Les amateurs de film western trouveront certainement des similitudes entre le titre de cette chronique et « Le Bon, la Brute et le Truand », un film ouest-germano-hispano-italien réalisé par Sergio Leone et sorti en 1966, qui met en lumière la vie de trois aventuriers qui se disputent pendant la guerre de sécession aux Etats-Unis, le secret de la cachette d’un trésor volé à l’armée confédérée.
Mais, ne vous y méprenez pas, « Toute ressemblance avec des faits et des personnages existants ou ayant existé serait purement fortuite et ne pourrait être que le fruit d’une pure coïncidence ».
Pour revenir à nos … moutons, au moins cinq hauts responsables de Glencore, la firme anglo-suisse spécialisée dans le négoce de produits pétroliers ont comparu mardi 10 septembre dernier devant le tribunal de Westminster à Londres au Royaume-Uni. Dans le viseur de ce procès qui était aussi attendu que redouté au Royaume-Uni, en Suisse et dans un peu plus d’une demi-douzaine de pays africains dont le Cameroun, de grosses révélations sur l’identité des responsables camerounais présumés corrompus de la Société nationale des hydrocarbures (Snh) et de la Société nationale de raffinage (Sonara), de même que des cadres de Glencore devront répondre des charges de corruption. Celles-ci portent sur quelque 79,6 millions de dollars US (près de 47 milliards de FCFA) de pots-de-vin que la firme aurait versés à des hauts fonctionnaires africains. En 2022, Glencore a été condamné aux États-Unis et au Royaume-Uni après avoir avoué avoir corrompu dans plusieurs pays et ce, pendant plus de 10 ans, des fonctionnaires pour obtenir des contrats ou éviter des audits. Au Cameroun, les pots-de-vins avoués par Glencore s’élèveraient à plus de 10,6 millions d’euros (7 milliards de FCFA) versés entre 2011 et 2018. Pendant cette audience d’identification, les cinq responsables de Glencore ont tous plaidé coupable, le juge a renvoyé l’affaire devant la Crown Court de Southwark et la prochaine audience est prévue pour le 8 octobre 2024.

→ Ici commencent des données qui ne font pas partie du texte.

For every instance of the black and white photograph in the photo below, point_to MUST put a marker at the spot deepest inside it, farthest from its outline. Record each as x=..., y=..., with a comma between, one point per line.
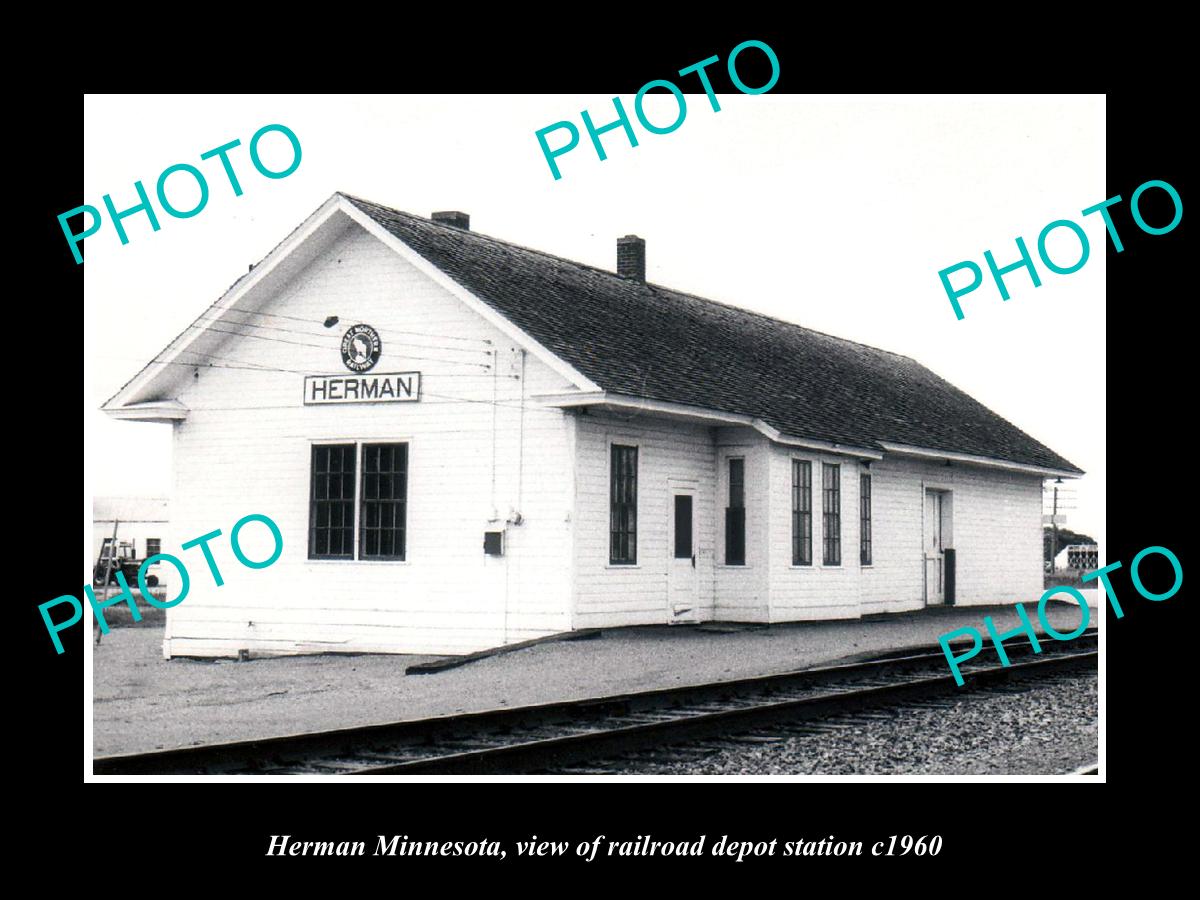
x=527, y=436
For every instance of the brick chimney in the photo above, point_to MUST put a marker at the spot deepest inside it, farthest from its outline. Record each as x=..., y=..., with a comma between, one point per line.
x=453, y=217
x=631, y=257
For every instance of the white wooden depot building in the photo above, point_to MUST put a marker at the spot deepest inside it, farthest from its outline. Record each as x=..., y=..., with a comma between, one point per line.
x=467, y=443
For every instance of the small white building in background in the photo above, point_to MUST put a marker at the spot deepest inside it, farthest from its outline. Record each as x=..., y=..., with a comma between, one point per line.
x=468, y=443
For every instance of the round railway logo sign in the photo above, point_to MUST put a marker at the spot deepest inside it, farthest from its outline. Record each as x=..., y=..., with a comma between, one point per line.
x=360, y=348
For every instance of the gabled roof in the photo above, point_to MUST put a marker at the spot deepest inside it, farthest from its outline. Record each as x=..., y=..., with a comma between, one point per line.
x=646, y=341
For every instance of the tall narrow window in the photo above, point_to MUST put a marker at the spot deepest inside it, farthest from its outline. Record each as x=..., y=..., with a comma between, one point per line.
x=331, y=502
x=864, y=515
x=832, y=509
x=382, y=515
x=736, y=515
x=802, y=513
x=623, y=507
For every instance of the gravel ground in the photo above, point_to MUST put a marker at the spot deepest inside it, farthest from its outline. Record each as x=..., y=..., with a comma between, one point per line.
x=1047, y=729
x=144, y=702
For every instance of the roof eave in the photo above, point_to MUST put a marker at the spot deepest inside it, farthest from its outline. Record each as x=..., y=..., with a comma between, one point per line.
x=983, y=461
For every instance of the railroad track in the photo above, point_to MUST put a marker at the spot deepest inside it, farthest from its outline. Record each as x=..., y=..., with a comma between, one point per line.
x=556, y=736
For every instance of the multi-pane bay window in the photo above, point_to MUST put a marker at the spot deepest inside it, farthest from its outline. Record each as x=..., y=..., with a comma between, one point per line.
x=384, y=497
x=623, y=505
x=831, y=521
x=864, y=525
x=736, y=515
x=340, y=497
x=802, y=513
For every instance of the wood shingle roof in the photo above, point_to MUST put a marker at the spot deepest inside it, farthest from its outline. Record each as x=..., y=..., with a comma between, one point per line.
x=642, y=340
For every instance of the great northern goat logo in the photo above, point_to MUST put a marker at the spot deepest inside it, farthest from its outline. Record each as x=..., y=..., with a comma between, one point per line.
x=360, y=348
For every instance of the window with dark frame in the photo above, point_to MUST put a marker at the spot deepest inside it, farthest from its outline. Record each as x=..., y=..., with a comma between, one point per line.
x=736, y=515
x=331, y=502
x=623, y=505
x=802, y=513
x=864, y=529
x=382, y=513
x=831, y=521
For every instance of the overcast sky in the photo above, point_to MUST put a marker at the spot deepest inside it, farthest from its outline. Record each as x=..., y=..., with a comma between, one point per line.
x=835, y=213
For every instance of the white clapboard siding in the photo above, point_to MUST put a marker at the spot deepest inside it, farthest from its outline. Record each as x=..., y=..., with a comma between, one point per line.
x=996, y=534
x=245, y=448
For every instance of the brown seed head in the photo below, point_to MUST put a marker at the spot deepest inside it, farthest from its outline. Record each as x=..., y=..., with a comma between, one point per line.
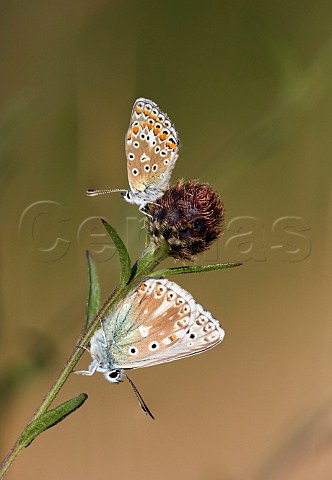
x=189, y=216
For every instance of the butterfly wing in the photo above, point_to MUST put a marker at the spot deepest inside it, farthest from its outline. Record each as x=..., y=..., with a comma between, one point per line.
x=152, y=146
x=159, y=322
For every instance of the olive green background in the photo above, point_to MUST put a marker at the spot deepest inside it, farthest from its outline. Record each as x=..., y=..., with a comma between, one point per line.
x=248, y=86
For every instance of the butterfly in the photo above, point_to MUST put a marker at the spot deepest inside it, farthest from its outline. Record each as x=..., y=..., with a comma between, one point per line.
x=157, y=322
x=152, y=146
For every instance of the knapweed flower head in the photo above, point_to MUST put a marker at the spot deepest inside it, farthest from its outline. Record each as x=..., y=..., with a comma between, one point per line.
x=189, y=216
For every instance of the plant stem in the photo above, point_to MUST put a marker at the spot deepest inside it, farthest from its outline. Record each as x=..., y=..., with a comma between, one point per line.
x=150, y=258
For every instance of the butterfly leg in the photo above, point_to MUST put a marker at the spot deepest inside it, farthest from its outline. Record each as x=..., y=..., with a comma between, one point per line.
x=92, y=369
x=141, y=209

Pour mémoire, l’affaire Glencore est l’histoire d’un gros scandale de corruption impliquant des responsables de la firme anglo-suisse Glencore Plc et de hauts cadres de sociétés pétrolières en Afrique et en Amérique latine. Entre 2007 et 2018, Glencore a versé des pots-de-vin à des fonctionnaires employés par ces sociétés intermédiaires, en contrepartie de l’obtention des faveurs et privilèges dans la négociation de contrats pétroliers et l’achat de pétrole brut à ses partenaires à des prix qui étaient en sa faveur.
Les noms de deux entreprises publiques camerounaises ont été cités dans cette affaire de dessous-de-table : la Société Nationale de Raffinage (Sonara) et la Société nationale des Hydrocarbures (Snh). Même si celles-ci préfèrent laisser la justice suivre son cours, la Snh, par la voix de son administrateur-directeur général, le ministre Adolphe Moudiki, affirmait le 2 août dernier dans un communiqué que « les dirigeants et employés de la société Glencore, auteurs des actes de corruption commis au détriment de la SNH, ont été identifiés, et comparaitront devant le Tribunal de Westminster à Londres, le 10 septembre 2024. Cette information, qui vient d’être rendue publique, marque une avancée significative dans la recherche de la vérité dans cette scabreuse affaire. La SNH, qui a introduit une plainte devant le Tribunal criminel spécial (TCS) le 6 novembre 2023, pour identifier les complices camerounais de ces actes de corruption, est confiante que l’issue de la procédure à Londres permettra l’accélération des enquêtes au niveau du TCS », peut-on lire dans un communiqué publié le 2 août 2024. Position d’ailleurs réitérée dans un autre communiqué publié hier, 10 septembre 2024.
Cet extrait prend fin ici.